Not sure how you feel about his head carriage, but if you continue to push actively in trot and shorten your reins I don't see any reason for him not to come up into your hands (as in english they look for their poll to be the highest point).
Hope this helps and good luck!
It looks like your stirrups are a little too long. Maybe shorten them a hole or two?
A few notes:
- Your horse's hind end is not engaged. Yes, his head is down, but he's very much on the forehand with his hind end just kind of hanging out like "dum de dum de dum" - he should be powering from the hind end. Shorten your reins and get him on contact. Get his butt to work harder - a dressage whip can really help.
- Because of your long reins, you've got your wrists cocked inwards so you've broken the line from elbow to bit.
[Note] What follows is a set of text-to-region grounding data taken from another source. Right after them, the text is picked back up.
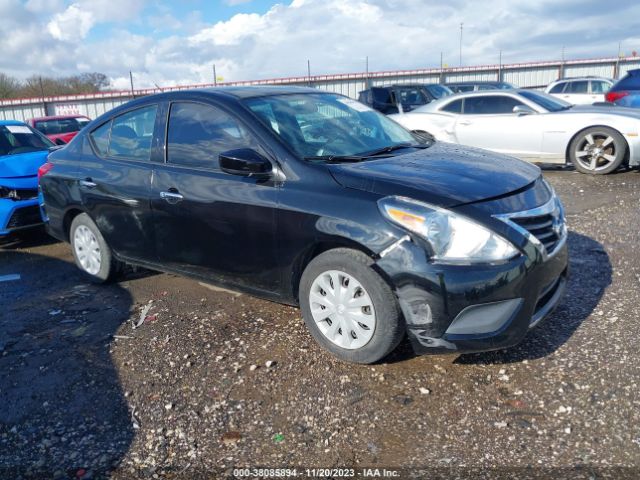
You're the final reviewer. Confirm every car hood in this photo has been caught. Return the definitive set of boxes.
[0,150,48,189]
[563,104,640,119]
[327,142,541,208]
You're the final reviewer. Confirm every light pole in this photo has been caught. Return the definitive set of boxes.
[459,22,463,67]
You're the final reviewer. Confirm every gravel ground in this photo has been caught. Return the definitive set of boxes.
[1,167,639,479]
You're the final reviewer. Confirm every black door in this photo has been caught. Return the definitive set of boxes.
[81,104,158,262]
[150,101,280,294]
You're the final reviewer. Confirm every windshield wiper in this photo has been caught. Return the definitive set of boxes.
[359,142,429,157]
[304,154,370,163]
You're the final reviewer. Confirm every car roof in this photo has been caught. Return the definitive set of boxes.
[445,81,504,86]
[550,77,612,82]
[172,85,320,99]
[30,115,90,122]
[0,120,27,126]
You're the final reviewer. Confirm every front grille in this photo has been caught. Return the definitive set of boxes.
[11,189,39,201]
[6,205,42,230]
[495,195,567,257]
[511,213,561,254]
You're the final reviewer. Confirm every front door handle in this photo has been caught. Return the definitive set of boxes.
[160,191,184,204]
[79,179,97,189]
[458,120,473,126]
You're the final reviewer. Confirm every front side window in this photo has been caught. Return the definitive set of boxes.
[108,105,157,160]
[0,124,54,156]
[245,93,419,159]
[396,87,428,106]
[549,82,566,94]
[167,102,259,169]
[462,96,524,114]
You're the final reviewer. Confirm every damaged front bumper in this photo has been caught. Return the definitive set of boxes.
[375,235,568,355]
[0,197,43,236]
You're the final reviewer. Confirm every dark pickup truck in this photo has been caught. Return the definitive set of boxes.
[357,84,452,114]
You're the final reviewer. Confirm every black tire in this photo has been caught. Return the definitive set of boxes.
[299,248,404,364]
[69,213,122,283]
[569,126,627,175]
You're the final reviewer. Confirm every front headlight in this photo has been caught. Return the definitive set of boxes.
[378,196,519,263]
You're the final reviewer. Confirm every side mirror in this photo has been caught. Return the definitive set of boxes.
[219,148,272,177]
[513,105,536,116]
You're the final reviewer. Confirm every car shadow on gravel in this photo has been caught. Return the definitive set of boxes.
[0,228,59,250]
[455,231,611,365]
[0,250,135,478]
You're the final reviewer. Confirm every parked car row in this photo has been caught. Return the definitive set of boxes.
[5,69,638,363]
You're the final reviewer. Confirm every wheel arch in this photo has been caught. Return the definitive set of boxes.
[290,238,376,304]
[62,207,88,242]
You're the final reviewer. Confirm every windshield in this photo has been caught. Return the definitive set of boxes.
[519,90,571,112]
[0,124,54,156]
[244,93,421,159]
[425,84,453,99]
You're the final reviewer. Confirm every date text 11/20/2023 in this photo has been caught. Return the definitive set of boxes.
[232,468,401,477]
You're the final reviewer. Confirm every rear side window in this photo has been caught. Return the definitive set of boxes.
[90,121,111,156]
[549,82,566,94]
[441,99,463,113]
[167,102,258,169]
[564,81,588,93]
[109,106,157,160]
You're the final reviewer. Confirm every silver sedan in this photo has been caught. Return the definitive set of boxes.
[390,89,640,174]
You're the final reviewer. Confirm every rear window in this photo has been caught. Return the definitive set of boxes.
[34,117,87,135]
[0,124,54,156]
[612,72,640,91]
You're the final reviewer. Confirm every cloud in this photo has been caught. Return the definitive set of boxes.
[3,0,640,90]
[47,4,94,40]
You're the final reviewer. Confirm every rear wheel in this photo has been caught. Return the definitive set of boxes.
[299,248,404,364]
[70,213,121,283]
[569,127,627,174]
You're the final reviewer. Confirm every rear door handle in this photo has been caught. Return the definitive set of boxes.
[160,191,184,203]
[79,179,97,189]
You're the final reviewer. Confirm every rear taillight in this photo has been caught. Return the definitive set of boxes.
[605,91,629,103]
[38,162,54,180]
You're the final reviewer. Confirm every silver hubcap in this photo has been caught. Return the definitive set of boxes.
[309,270,376,350]
[574,133,618,171]
[73,225,102,275]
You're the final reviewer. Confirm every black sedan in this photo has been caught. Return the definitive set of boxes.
[39,86,568,364]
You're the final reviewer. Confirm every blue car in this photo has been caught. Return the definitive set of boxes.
[0,120,53,236]
[606,68,640,107]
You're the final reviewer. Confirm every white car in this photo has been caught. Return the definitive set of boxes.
[545,77,613,105]
[390,89,640,174]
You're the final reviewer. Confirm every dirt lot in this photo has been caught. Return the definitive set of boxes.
[1,167,639,479]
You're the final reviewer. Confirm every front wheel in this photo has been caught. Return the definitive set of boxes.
[70,213,121,283]
[569,127,627,174]
[299,248,404,364]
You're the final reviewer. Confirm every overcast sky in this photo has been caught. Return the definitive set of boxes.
[3,0,640,89]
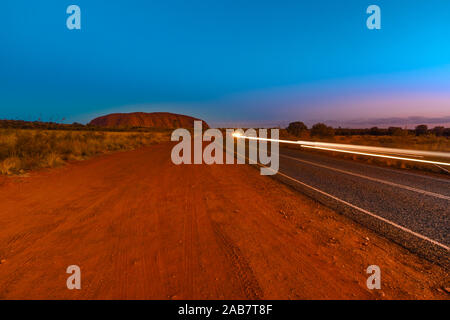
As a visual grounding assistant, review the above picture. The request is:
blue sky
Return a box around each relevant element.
[1,0,449,127]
Shorten your reins and keep your wrists straight.
- Elbow bent and in, thumbs up.
- At the sitting trot your hands are pumping back and forth, you want them to be soft and quiet and flowing with the motion so when you pick up contact you aren't bumping him in the mouth every stride.
- At the canter especially you've got quite the chair seat going on; that is partially due to your horse's downhill conformation. Try to bring your heel back under you. Can you get a video of you with your leathers up a hole? I bet that is going to help in the long run even if it feels strange now.
- It looks like at the canter you're either consciously or subconsciously checking the reins at every stride - do you notice that? It could be a carry over from the lack of flow at your sitting trot.
- You do have a very nice flowing seat :)
Is your saddle a smidge too small for you?